Increasing Vertical Jump
How Training Works
Similar to any other training in sports, the regimen for improving vertical jump will involve the muscles— particularly, the muscle type called the fast twitch response muscles. There are two broad categories of muscles: the slow twitch muscle fibers and the fast twitch muscle fibers.
Slow twitch muscles have the capability to contract for longer period of times but provide relatively smaller force. This type of muscles does not tire easily and they are the ones you need to work out if you are building endurance (they’re the ones you use for jogging or running on electric treadmills). The fast twitch muscles, on the other hand, contract for very short period of times and provide explosive force when you need them to. They, however, tire and fatigue easily and won’t provide the same amount of power for long periods. These muscle type is what you will go after in you training for increasing vertical jump. Exercises for the fast twitch muscles is referred to as plyometrics.
But training will not merely concentrate on the fast twitch muscles. The best training out there on how to jump higher are those that target not one or two aspects of the vertical jump but many aspects of sports training— both physical and mental. You could start doing plyometric exercises right now to improve your leg fast twitch muscles but you will not achieve your maximum if you do not take care of the other facets of your muscle training. You need to understand that if you wish to be able to jump higher, you will need to look after other concerns such as injury prevention and nutrition.
Multi-faceted Approach to Jumping Higher
If you wish to maximize your gains then the you will need to train using a multi-faceted approach. The rationale for this is simple and can be described by a good analogy: If you want to make your car run faster you do not just go right after replacing the engine. You will also need to ensure that the other facets of a car are taken care of. You will also need to change the air intake and the exhaust system along with the safety aspects like the breaks, roll-bars, engine supports, etc.

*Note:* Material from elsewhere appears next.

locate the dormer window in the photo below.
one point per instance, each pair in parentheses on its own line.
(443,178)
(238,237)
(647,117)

Same with vertical jump training, you will need to develop the other aspects besides muscle training. Listed below are the other equally important facets of your training which I lifted off from this jump training website. I suggest that you choose only the training programs that use multi-faceted approaches to maximize your gains and minimize the risk of failure (and injury).

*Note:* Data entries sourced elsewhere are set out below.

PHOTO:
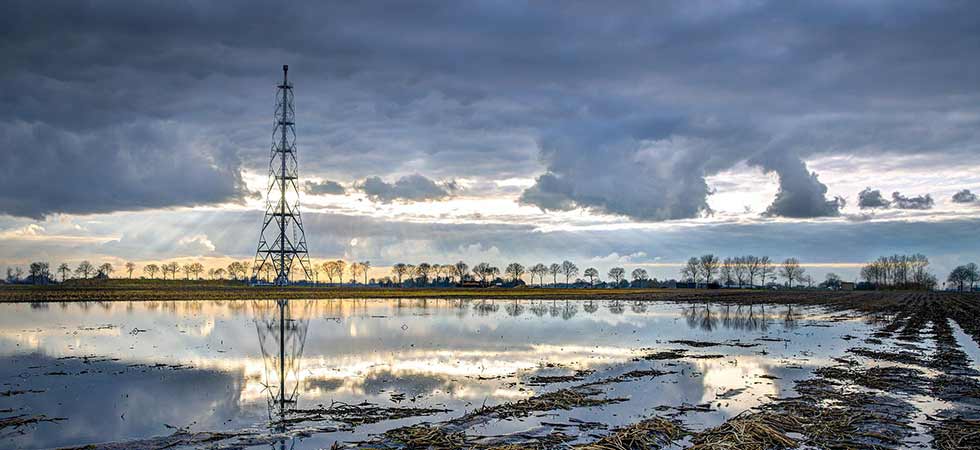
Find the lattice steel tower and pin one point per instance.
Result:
(282, 242)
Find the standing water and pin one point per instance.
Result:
(309, 373)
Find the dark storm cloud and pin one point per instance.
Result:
(412, 188)
(872, 198)
(141, 165)
(919, 202)
(964, 196)
(325, 187)
(627, 109)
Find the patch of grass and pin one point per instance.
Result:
(649, 434)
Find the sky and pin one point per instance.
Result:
(635, 135)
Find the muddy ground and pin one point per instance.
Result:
(867, 399)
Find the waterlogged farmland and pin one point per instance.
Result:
(487, 373)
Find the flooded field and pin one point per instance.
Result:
(449, 373)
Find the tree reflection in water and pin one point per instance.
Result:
(281, 326)
(739, 317)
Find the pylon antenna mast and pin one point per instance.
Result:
(282, 246)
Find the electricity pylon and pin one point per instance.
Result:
(282, 242)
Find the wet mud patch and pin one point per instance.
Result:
(355, 415)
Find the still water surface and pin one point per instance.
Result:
(125, 371)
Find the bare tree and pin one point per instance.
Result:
(515, 271)
(554, 269)
(40, 272)
(617, 274)
(766, 271)
(539, 270)
(740, 269)
(639, 274)
(422, 271)
(84, 269)
(197, 269)
(791, 271)
(398, 270)
(481, 271)
(171, 268)
(460, 269)
(728, 272)
(64, 270)
(591, 273)
(569, 270)
(708, 265)
(963, 275)
(691, 271)
(493, 272)
(105, 270)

One very distinct advantage of the multi-faceted approach is that it fast tracks your improvement because the effect of working on all the aspects is cumulative and will give you very noticeable and positive results in at least 2 weeks!
The different aspects of jump training:
Form – targeted improvements on form will increase your jump 2 to 4 inches.
Diet – there are some aspects of your diet that are commonly neglected but are essential to your muscles’ ability to recover. Proper diet will allow you to improve muscle recovery by about 15%, which will help gain faster while minimize chances of injury.
Correct Core Training – understanding the principles isn’t the same as applying them. For this you will usually need guidance from experts to tell you if you’re doing the right exercises to jump higher the wrong way. Correcting this mistakes will improve your success rate significantly.
Correct Understanding of Plyometrics – most people are doing this aspect of the training wrong. A good training program must tell you how to implement plyometric exercises correctly and how other people are doing it wrong.
Resistance Training – this is an often neglected aspect of training but is very important to further your improvement.
Targeting Often Untargeted Muscle Groups – a good program must teach you how to take advantage of the fact that there are muscle groups that many other programs are neglecting.
Flexibility – improve flexibility and you will see more power in your muscle’s contractions— explosion of strength = explosive jump! Target this very important aspect!
Science – understand how your muscles work and how their elastic nature helps in your training and performance.
Mental Aspect – you need to be strong-willed, disciplined and consistent. Your mental attitude plays big into your success.